会社解散「家族にも言えず」新型コロナ“雇用悪化”

会社解散「家族にも言えず」新型コロナ“雇用悪化”

新型コロナウイルスの収束が見えないなか、失業を余儀なくされる人が増え続けています。30日に発表された5月の完全失業率は2.9%で、3カ月連続で悪化しました。就業者数は、前の年の同じ月に比べて76万人減少。有効求人倍率は、オイルショックがあった1974年に次ぐ、過去2番目の下落幅となりました。

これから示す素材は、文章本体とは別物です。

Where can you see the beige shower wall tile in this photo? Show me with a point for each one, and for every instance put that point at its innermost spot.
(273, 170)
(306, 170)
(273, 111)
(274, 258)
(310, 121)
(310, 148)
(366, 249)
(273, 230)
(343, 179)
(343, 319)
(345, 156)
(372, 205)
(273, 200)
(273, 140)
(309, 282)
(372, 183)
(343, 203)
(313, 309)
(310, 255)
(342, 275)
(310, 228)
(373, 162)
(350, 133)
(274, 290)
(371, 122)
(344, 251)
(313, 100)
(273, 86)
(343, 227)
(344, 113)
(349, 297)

派遣で事務の仕事をしていた40代の男性は休業したまま、仕事に戻れませんでした。自宅待機の間、休業手当は支給されず、その後「自己都合の退職」を迫られたといいます。
 派遣で働いていた男性(40代):「『緊急事態宣言が出たので休んでほしい』と。『働いてもらうことは実際はない』と言われて、それで何カ月も経った。『会社都合で退職』の形にするのが本当じゃないかなと思っていたが『自己都合じゃないと認められない』と言うので、もう自己都合という形で」

雇用の悪化は、飲食業や宿泊業、小売り業などで特に深刻となっています。51歳の男性は32年働いた会社がなくなりました。男性が働いていたのは『うどんすき』で知られる『東京美々卯』。4月半ば、パートなどを含む従業員150人に対し、関東にあった6店舗すべての閉鎖と、運営会社の解散が告げられました。
 閉店した『東京美々卯』の元店長(51):「美々卯という店の店長で働いているのは、自分のたった一つの誇りでもあった。(家族には)初め言えなかったです。子どもも3人いるんですけど、そういうのも考えるとやはり不安ですね」
男性は住宅ローンが20年ほど残るなか、次の職はまだ見つかっていません。自身の家族のことだけではなく、一緒に職を失った仲間のことも気にかかります。